Search code examples
c++cudathrust

In CUDA / Thrust, how can I access a vector element's neighbor during a for-each operation?


I am trying to do some scientific simulation using Thrust library in CUDA, but I got stuck in the following operation which is basically a for-each loop:

device_vector<float> In(N);

for-each In(x) in In
      Out(x) = some_calculation(In(x-1),In(x),In(x+1));
end

I have already looked up stackoverflow.com and find some similar questions: Similar questions 1

But it seems using a transform iterator is only possible when the some_calculation function is done between 2 parameters, for transform iterator passes two parameters at most.

Then, for question 2: Similar questions 2

The discussion just ended without a conclusion.

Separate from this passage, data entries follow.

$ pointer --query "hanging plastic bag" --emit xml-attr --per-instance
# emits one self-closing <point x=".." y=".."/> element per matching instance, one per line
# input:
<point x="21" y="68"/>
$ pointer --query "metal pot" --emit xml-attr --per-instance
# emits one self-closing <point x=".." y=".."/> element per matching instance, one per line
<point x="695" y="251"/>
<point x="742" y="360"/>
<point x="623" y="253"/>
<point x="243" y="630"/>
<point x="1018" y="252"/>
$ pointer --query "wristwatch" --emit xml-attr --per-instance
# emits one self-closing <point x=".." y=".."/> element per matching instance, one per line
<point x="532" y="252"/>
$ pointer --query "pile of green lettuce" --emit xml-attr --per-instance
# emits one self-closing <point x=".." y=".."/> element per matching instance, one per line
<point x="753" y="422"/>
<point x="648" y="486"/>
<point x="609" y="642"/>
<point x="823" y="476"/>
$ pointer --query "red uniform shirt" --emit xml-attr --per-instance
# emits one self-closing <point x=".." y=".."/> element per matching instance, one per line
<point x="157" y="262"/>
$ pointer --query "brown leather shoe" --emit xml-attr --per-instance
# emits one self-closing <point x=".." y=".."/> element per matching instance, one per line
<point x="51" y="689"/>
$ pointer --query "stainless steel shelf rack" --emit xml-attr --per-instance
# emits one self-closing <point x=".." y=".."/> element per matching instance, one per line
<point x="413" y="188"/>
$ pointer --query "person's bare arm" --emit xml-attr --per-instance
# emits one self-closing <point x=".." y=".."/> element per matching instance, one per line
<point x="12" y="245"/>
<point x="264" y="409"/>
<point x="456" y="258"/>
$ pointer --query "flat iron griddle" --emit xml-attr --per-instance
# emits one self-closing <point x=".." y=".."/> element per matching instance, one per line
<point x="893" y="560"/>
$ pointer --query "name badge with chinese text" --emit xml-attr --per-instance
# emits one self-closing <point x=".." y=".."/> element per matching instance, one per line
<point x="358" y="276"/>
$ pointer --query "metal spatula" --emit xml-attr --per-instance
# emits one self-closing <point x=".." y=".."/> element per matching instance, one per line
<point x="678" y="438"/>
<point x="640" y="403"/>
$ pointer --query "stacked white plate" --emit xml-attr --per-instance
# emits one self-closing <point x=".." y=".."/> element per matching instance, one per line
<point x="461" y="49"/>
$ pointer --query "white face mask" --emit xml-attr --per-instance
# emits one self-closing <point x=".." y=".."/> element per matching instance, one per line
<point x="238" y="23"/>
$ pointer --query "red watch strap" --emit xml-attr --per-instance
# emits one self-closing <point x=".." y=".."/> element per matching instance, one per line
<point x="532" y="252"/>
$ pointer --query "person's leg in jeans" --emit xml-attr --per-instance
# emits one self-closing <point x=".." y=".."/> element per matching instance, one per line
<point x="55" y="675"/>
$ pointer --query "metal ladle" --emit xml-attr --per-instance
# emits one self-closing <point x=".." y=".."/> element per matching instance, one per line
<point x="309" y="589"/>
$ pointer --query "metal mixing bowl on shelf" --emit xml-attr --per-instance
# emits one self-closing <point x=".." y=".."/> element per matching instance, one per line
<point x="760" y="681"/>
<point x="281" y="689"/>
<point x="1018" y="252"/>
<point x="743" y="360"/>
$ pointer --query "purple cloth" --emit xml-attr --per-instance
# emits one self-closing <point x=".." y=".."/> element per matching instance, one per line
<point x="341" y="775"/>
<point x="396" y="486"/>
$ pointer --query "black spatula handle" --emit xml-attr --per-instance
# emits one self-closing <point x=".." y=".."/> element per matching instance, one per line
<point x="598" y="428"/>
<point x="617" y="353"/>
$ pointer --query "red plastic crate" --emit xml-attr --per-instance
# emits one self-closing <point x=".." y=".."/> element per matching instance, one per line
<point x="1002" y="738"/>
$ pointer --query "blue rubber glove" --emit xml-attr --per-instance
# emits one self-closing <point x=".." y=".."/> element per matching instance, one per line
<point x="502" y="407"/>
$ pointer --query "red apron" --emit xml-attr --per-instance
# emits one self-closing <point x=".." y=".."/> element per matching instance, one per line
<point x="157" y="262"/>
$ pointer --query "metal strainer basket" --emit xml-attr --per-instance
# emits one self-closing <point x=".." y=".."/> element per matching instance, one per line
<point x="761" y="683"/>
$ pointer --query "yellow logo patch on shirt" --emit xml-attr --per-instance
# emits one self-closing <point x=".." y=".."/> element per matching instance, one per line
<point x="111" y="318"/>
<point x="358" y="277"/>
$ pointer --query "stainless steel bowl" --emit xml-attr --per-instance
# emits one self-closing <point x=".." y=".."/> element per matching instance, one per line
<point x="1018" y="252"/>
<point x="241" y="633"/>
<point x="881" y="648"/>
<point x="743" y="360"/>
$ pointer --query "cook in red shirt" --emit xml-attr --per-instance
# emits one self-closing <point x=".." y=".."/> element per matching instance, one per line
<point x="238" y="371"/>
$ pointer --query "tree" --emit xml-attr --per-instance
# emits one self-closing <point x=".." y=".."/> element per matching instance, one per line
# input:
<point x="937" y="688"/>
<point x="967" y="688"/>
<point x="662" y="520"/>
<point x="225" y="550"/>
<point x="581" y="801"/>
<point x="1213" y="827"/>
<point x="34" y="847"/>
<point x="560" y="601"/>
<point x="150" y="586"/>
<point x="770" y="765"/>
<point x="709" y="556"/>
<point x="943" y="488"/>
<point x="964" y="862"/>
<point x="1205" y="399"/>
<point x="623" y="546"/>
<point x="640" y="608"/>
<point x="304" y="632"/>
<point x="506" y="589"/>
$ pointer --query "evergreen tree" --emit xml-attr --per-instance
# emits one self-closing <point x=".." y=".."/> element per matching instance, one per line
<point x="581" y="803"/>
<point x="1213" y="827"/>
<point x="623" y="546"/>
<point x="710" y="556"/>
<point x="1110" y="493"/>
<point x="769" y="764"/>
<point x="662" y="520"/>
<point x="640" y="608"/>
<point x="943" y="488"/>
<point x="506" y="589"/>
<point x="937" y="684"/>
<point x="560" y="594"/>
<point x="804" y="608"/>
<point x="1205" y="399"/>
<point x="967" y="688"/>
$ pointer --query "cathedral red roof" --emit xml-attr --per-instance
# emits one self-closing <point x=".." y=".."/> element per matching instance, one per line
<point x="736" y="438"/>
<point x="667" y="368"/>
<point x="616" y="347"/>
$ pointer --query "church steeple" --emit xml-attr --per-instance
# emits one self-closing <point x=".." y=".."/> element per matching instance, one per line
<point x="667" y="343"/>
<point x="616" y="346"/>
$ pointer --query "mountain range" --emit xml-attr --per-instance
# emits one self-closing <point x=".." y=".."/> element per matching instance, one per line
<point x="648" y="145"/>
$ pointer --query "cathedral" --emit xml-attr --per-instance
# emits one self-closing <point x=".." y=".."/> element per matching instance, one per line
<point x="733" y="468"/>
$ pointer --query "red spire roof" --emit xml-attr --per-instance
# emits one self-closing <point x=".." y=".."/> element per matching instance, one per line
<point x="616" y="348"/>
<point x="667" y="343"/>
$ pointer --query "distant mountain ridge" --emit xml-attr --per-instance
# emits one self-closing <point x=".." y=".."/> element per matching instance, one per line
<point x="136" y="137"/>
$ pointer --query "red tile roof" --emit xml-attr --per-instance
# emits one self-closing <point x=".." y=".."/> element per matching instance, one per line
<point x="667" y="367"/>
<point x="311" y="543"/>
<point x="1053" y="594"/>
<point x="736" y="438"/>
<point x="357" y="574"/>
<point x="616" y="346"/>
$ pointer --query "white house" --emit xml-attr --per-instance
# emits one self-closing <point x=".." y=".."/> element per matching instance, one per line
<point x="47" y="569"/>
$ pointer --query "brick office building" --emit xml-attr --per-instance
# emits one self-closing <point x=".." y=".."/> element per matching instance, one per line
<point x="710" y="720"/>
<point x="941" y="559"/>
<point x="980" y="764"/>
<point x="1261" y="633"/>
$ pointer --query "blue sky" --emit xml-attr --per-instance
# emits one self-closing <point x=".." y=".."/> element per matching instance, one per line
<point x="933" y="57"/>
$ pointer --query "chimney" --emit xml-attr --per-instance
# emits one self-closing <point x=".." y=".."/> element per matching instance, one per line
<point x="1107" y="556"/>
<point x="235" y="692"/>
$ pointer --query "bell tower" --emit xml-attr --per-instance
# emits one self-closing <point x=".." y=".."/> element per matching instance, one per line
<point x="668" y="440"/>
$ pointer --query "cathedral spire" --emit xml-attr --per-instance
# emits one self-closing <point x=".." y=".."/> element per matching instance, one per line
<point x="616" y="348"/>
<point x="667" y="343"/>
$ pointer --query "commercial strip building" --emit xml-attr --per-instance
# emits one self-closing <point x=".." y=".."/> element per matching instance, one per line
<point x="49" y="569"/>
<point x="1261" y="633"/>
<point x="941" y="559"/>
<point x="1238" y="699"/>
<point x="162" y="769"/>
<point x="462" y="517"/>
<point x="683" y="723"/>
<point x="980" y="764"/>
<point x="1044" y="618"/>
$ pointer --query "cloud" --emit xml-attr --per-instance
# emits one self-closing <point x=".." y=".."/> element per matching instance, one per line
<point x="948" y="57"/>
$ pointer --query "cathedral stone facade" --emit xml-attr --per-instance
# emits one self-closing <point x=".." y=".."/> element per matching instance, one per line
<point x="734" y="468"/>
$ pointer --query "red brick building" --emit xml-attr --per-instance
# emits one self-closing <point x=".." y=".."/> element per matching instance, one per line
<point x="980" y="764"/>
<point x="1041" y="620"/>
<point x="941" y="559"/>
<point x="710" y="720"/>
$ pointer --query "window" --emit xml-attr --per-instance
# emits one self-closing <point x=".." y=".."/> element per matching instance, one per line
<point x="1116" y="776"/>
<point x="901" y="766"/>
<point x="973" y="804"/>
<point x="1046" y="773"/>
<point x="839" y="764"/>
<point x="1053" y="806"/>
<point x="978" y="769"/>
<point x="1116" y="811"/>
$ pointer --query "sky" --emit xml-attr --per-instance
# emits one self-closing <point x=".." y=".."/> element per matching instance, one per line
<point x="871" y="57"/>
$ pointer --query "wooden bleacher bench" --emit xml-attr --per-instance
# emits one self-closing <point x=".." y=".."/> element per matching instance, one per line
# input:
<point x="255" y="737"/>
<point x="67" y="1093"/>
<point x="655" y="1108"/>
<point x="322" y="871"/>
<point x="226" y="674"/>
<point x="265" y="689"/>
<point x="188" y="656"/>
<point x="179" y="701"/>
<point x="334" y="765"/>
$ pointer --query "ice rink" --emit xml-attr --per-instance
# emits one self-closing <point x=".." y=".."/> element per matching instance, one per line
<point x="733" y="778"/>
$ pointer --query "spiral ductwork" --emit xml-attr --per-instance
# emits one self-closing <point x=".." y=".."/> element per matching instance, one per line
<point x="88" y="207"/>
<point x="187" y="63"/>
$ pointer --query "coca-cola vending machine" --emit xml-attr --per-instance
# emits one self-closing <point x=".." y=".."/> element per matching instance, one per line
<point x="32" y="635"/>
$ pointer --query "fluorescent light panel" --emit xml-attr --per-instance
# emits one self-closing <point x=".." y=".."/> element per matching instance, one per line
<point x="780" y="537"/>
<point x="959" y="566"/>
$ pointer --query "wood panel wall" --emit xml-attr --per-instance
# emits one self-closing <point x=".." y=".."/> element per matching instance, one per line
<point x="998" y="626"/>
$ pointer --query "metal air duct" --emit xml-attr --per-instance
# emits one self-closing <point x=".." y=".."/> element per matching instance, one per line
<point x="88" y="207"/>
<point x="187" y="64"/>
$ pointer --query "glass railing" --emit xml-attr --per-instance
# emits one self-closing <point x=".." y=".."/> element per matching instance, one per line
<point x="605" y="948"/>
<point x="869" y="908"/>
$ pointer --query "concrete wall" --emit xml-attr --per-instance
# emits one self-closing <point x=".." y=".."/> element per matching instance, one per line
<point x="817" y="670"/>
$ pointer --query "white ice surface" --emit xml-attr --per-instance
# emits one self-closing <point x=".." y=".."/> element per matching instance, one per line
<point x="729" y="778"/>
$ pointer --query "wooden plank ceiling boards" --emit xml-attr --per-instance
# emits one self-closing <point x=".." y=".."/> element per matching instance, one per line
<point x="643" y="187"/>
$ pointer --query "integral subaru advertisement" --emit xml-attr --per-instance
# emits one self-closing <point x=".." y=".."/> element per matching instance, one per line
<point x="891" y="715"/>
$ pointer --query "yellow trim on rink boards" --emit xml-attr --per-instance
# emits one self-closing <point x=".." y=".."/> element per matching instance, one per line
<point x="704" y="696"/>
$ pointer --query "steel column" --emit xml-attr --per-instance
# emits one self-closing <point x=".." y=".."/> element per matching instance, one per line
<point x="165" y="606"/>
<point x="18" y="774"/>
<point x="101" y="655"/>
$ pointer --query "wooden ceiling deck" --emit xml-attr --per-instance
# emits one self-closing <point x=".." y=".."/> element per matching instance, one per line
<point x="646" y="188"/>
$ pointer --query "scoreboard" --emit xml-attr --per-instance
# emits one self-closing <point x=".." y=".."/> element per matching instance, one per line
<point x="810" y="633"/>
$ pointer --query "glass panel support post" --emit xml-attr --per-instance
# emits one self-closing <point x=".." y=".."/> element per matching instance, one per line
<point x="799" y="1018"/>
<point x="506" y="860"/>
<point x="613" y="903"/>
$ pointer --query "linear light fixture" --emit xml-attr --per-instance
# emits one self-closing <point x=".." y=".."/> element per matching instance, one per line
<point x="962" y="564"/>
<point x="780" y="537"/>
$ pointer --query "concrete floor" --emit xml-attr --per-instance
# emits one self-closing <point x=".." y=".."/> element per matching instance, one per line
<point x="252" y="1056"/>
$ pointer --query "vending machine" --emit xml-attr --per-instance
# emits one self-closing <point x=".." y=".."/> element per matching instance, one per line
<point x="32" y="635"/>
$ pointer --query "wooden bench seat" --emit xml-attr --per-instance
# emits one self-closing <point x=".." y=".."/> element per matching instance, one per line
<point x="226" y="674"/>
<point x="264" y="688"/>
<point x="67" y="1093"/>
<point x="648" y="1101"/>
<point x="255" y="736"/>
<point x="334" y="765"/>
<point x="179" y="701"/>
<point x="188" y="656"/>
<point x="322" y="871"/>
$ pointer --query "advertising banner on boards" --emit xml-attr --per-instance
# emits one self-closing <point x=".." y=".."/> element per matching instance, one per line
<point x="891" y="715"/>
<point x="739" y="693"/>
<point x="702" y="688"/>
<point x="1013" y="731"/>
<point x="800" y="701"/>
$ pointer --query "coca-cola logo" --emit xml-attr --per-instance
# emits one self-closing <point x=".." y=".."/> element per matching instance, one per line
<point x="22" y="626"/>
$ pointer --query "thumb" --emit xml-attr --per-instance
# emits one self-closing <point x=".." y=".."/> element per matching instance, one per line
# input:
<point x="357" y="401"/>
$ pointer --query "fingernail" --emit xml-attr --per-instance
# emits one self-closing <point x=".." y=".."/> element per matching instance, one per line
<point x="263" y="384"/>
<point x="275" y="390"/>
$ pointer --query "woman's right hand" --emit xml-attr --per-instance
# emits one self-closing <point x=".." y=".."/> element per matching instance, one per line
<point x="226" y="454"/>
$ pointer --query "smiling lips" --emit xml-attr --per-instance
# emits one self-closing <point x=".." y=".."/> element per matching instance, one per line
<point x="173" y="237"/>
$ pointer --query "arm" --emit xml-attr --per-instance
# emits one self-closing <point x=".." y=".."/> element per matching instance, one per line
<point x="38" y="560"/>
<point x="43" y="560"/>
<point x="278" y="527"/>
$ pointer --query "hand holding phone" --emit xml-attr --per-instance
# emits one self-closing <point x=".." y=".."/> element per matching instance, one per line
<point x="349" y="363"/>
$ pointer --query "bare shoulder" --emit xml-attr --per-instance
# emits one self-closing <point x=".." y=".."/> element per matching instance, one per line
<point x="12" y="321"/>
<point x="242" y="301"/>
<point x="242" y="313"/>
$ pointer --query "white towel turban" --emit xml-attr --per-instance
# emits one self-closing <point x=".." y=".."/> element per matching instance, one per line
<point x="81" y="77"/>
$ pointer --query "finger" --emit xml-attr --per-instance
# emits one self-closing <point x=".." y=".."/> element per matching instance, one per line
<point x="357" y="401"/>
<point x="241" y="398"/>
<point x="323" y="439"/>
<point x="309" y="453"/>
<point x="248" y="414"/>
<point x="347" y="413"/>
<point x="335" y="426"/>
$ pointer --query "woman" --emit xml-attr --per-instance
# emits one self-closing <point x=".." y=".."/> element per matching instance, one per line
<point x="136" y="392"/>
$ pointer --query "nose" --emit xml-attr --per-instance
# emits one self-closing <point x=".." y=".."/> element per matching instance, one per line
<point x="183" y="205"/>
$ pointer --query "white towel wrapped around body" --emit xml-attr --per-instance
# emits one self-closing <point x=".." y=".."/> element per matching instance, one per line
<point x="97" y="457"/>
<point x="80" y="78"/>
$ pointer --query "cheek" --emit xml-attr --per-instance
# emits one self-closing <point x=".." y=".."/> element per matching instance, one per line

I believe this is a simple problem because it's a natural requirements for parallel calculation. Anyone could tell me what to do?


Solution

  • Fancy iterators are the key to this sort of operation, which isn't all that intuitive in thrust. You can use the zip_iterator to create tuples of values which can then be iterated over, so for a typical f(x[i-1], x[i], x[i+1]) type function, you get something like this:

    #include <iostream>
    #include <cmath>
    #include <thrust/iterator/zip_iterator.h>
    #include <thrust/tuple.h>
    #include <thrust/transform.h>
    
    struct divided_diff {
        float dx;
        divided_diff(float _dx) : dx(_dx) {};
    
        float operator()(const thrust::tuple<float, float, float> &in) const {
            float y0 = in.get<0>();
            float y1 = in.get<1>();
            float y2 = in.get<2>();
    
            return (y0 - 2.f * y1 + y2) / (dx * dx);
        }
    };
    
    int main() {
        const int N = 10;
        const float dx = 0.1f;
        float x[N], y[N], dydx[N];
    
        for (int i = 0; i < N; ++i) {
            x[i] = dx * float(i);
            y[i] = std::sin(x[i]);
            dydx[i] = 0.f;
        }
    
        auto begin = thrust::make_zip_iterator(thrust::make_tuple(&y[0], &y[1], &y[2]));
        auto end = thrust::make_zip_iterator(thrust::make_tuple(&y[N-2], &y[N-1], &y[N]));
    
        divided_diff f(dx);
        thrust::transform(begin, end, &dydx[1], f);
    
        for (int i = 0; i < N; ++i) {
            std::cout << i << " " << dydx[i] << std::endl;
        }
    
        return 0;
    }
    

    Here the functor processes one tuple at a time, where the tuple contains the three inputs from three different starting points in the same array or iterative sequence.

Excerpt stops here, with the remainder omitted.